Für Jan war der Wechsel in die USA bislang der richtige Weg, auch wenn ein Schuljahr in der Summe viel Geld kostet. Er hat "Spaß beim Lernen und ist motiviert - nicht nur im Golf, sondern auch in der Schule", sagt seine Mutter. Sportlich gesehen läuft es sehr gut. Gleich sein erstes Turnier, die Hilton Head Open, gewann der Deutsche mit Runden von 75 und 79 Schlägen klar vor der Konkurrenz. Beim darauf folgenden Turnier wurde er Siebter, ehe er Ende Februar erneut siegte (72+76). Ein starker Auftakt für den "Freshman", nachdem er erst im Januar auf die Schule nach South Carolina wechselte. "Mein Vorbild ist Rory McIlroy, weil er einen guten Schwung hat, jung ist und gutes Golf spielt", sagt Jan über den Tour-Spieler, dem er mit seiner speziellen Ausbildung nacheifert. Auch in die Klasse wurde Jan schnell integriert - bei so vielen unterschiedlischen Nationalitäten geht das ganz automatisch. 

Typisch amerikanisch: Auf der Schul-Webseite stehen sofort nach Turnierende die sportlichen Leistungen. Wenn alles glatt geht, wird Jan im Jahr 2016 seinen Abschluss an der Heritage Academy machen und danach auf ein College gehen. Bis dahin geht es vor allem um sein Spiel. Das Golfbag gehört zu Jan mittlerweile wie zu anderen Kindern der Schulranzen. "Mein Lieblingsschläger ist mein 5er Holz, weil ich glaube, ich habe eine gute Kontrolle damit. Meine Schwäche wiederum ist mein Driver, weil ich nicht so konstant damit bin", analysiert der Teenager sein Werkzeug.

Einige Absolventen spielen auf den höchsten Touren
Beachtlich an der Schule: Mehr als 90 Prozent der Absolventen aus den Golf-Klassen erhielten im Anschluss ein Sportstipendium an einer Universität. Außerdem kann die 1995 gegründete Akademie auf einige beachtliche Erfolge im Golfsport zurückblicken. Die Chinesin Shanshan Feng, 23, die Südkoreanerin In-Kyung Kim (24) oder Mariajo Uribe (23) aus Kolumbien waren alle drei Schülerinnen von Hank Haney in der IJGA. Mittlerweile spielen sie auf der LPGA Tour und haben weltweit Turniere gewonnen. Feng ist zur Zeit sogar die Nummer fünf der Damen-Weltrangliste. Auch bei den Jungen hat die harte Ausbildung gegriffen: Morgan Hoffmann, 23, aus der Abschlussklasse von 2008 spielte zwei Jahre lang für das renommierte Team der Oklahoma State University (wo unter anderem auch Sean Einhaus eingeschrieben ist) und war einige Zeit bester Amateur der Weltrangliste. Seit 2010 ist er Profi, in diesem Jahr erstmals spielberechtigt auf der US PGA Tour.
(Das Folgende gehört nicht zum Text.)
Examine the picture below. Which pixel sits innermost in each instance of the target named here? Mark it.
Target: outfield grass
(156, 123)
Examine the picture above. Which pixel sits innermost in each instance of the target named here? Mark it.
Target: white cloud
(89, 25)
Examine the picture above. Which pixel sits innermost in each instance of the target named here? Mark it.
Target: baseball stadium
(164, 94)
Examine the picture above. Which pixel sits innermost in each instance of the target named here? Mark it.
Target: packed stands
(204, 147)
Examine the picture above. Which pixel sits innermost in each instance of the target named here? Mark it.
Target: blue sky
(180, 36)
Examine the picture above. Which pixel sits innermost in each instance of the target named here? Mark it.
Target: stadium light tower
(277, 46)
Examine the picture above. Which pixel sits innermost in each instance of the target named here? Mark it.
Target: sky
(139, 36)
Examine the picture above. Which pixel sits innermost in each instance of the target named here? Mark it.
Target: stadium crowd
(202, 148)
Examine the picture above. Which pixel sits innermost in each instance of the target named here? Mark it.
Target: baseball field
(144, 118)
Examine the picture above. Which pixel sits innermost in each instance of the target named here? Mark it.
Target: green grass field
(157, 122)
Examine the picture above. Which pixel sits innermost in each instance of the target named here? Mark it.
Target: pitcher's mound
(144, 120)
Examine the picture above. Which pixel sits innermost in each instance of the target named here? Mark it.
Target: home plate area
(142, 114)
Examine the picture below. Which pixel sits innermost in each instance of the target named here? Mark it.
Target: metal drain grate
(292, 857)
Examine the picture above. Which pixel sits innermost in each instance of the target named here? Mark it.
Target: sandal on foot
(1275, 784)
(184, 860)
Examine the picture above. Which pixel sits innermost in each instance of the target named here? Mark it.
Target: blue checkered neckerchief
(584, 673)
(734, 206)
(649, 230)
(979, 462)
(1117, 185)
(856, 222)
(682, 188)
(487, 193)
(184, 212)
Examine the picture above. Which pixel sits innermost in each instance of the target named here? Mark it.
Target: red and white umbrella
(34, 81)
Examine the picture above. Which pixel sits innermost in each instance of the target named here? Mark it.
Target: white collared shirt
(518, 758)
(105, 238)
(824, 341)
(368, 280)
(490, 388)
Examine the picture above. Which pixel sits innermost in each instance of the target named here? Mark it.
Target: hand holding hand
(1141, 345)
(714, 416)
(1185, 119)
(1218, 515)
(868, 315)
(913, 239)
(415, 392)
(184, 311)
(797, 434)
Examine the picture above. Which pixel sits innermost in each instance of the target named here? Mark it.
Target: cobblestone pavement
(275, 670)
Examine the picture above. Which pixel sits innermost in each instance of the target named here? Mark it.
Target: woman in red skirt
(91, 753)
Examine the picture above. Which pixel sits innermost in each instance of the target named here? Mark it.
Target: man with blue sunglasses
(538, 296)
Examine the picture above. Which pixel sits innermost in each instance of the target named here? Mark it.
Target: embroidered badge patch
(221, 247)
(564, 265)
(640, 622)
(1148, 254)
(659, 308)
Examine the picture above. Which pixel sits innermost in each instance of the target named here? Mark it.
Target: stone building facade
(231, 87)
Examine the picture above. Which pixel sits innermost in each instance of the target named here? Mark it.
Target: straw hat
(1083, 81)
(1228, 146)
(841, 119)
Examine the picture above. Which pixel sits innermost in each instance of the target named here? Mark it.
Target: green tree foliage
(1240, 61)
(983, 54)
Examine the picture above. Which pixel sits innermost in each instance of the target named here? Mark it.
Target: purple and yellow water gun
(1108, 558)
An der IJGA wird übrigens nicht jeder Schüler angenommen. Geld und Status sind laut Orrell kein Kriterium, zumal es auch für die Schule schon unterstützende Stipendien gibt. "Wir wollen Schüler, die lernen wollen und alles im Training geben. Das wird evaluiert. Was sie auf dem Platz für Scores schießen, ist erst einmal egal."

Doch zurück zu Jan, der vor seinem Wechsel in die USA ein Gymnasium in Erlangen besuchte. Sportlich war er schon immer, aber besonders gut in Squash. Sogar so gut, dass er im bayerischen Kader mittrainierte. Mit Golf fing Jan erst vor zwei Jahren an und spielte dann im GC Erlangen. Der Schritt nach Amerika war ein großes Wagnis - aber er scheint gelungen. Die Eltern sorgen sich natürlich ab und an, stehen aber voll hinter dem Talent ihres Sohns. "Allein leben ist nicht sehr einfach", sagt Jans Mutter. Im März besuchen Sie ihren Sohn zum ersten Mal in den USA.